Grant is also more interested in the personal than the political. "Wah-Wah" is a semi-autobiographical coming-of-age story in which his protagonist's adolescence coincides with the Empire's last gasp. For young Ralph Compton (Zachary Fox), the racial implications of an important cultural shift aren't nearly as important as the seismic shifts in his parent's floundering marriage. His father, Harry (Gabriel Byrne), is an important somebody in the Ministry of Education, with a chest-full of medals and a cheating wife, Lauren (Miranda Richardson). She thinks if anyone deserves a medal, "It's me, for sticking it out in the boring middle of nowhere."

In short order, she takes off with her lover, Ralph is shipped off to boarding school (at his request) and Harry sinks into a booze-drenched depression.

When Ralph (now played by "About a Boy's" Nicholas Hoult) returns a few years later, Harry's not only stopped drinking, he's remarried — to Ruby.

The acting is across-the-board excellent, from Byrne's raging, self-pitying Harry to Julie Walters' abandoned wife caught in the riptide of Lauren's affair. The first and second Mrs. Comptons are even better: Richardson is as seductive as she is selfish, while Watson shows us Ruby's free-spiritedness can be as crass as it is admirable.
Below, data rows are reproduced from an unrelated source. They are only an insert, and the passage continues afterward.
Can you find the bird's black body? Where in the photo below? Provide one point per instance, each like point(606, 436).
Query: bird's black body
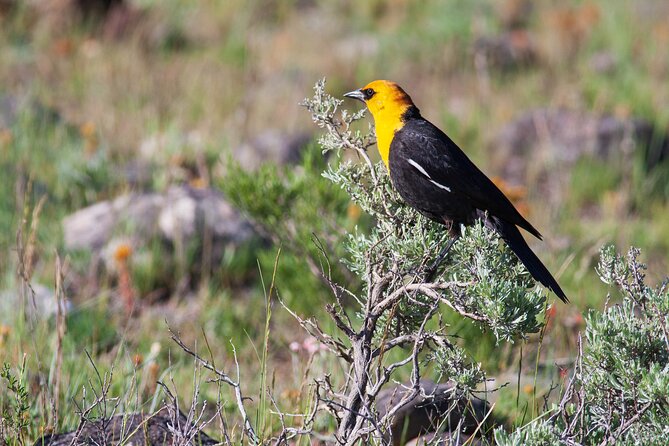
point(433, 175)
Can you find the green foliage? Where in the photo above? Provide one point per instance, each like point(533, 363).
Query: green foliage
point(620, 390)
point(15, 413)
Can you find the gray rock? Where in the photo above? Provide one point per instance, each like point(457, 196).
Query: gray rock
point(513, 49)
point(92, 227)
point(437, 409)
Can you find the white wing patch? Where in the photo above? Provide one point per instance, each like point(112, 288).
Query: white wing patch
point(427, 175)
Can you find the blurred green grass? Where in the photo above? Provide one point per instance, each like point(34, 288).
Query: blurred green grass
point(226, 71)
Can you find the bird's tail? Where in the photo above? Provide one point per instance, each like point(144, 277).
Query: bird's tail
point(514, 239)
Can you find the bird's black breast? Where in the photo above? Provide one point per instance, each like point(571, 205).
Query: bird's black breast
point(419, 170)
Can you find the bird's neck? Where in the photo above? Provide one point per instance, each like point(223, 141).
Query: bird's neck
point(389, 120)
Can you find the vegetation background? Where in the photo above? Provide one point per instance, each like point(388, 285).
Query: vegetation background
point(152, 94)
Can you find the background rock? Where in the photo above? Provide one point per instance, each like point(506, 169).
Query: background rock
point(136, 428)
point(564, 136)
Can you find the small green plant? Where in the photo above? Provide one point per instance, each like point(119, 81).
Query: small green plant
point(16, 413)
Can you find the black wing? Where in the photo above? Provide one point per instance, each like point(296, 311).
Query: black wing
point(446, 164)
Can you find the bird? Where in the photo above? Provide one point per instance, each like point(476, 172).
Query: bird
point(435, 177)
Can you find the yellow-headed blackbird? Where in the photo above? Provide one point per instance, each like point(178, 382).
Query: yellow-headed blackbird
point(434, 176)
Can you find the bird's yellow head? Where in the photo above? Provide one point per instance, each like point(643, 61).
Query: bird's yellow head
point(388, 103)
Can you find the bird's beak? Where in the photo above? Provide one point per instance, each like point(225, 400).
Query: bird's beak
point(355, 94)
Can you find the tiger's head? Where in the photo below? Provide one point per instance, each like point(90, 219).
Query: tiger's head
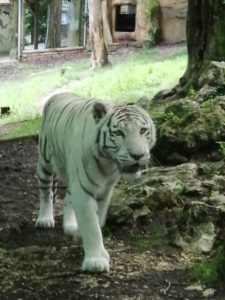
point(126, 134)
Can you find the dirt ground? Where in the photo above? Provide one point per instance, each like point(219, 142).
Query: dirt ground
point(44, 264)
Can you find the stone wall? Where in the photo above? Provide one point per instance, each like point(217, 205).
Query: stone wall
point(7, 33)
point(173, 20)
point(142, 24)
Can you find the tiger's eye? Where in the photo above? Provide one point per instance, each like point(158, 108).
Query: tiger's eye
point(118, 133)
point(143, 130)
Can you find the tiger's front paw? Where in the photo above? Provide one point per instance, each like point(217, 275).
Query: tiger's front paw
point(95, 265)
point(45, 222)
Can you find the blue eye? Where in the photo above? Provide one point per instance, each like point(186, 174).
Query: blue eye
point(118, 133)
point(143, 130)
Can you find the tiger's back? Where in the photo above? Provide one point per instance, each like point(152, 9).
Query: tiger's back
point(90, 145)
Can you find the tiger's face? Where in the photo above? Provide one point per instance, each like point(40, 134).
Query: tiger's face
point(126, 135)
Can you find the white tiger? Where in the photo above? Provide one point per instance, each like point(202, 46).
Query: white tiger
point(89, 145)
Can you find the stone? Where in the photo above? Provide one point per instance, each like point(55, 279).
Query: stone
point(173, 20)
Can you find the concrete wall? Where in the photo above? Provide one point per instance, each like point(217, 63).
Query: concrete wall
point(7, 33)
point(173, 20)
What the movie lacks in depth — it's really little more than a glimpse of this boy and these people in this place at this time — it makes up for in its well-observed details and sneaky humor. Grant reminds us that even a heartless mother is still a mother to her son; Ralph treasures Lauren's lipstick-stained cocktail glass long after she leaves.
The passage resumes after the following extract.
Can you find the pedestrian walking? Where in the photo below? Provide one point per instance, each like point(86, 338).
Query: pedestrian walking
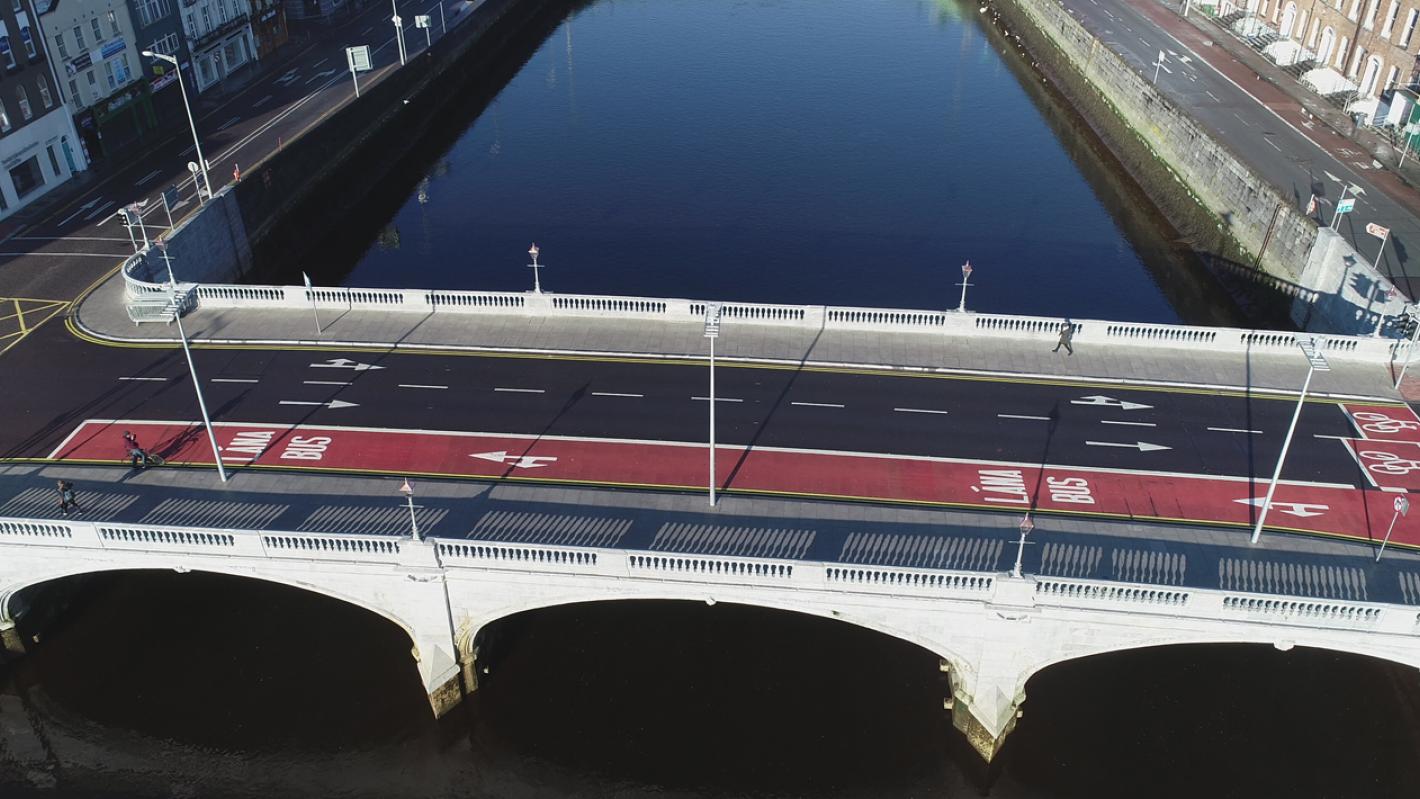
point(67, 498)
point(135, 452)
point(1067, 334)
We witness the way the desperate, unattached women swarm all over Harry once he's available. And the flinty reception accorded Lauren when she attempts to re-enter their tight little circle as a divorced woman. "I'm not invisible," she huffs, which elicits the response, "No, you're divorced. Which is far worse."

Grant is at his ironic best when his characters prepare an amateur production of "Camelot" for a rumored visit by Princess Margaret. The very notion is so misguided, it's hilarious. As "Wah-Wah" makes ever so clear, the tiny existence of these self-absorbed twits is but a fumbled footnote in British history — anything but one brief shining moment.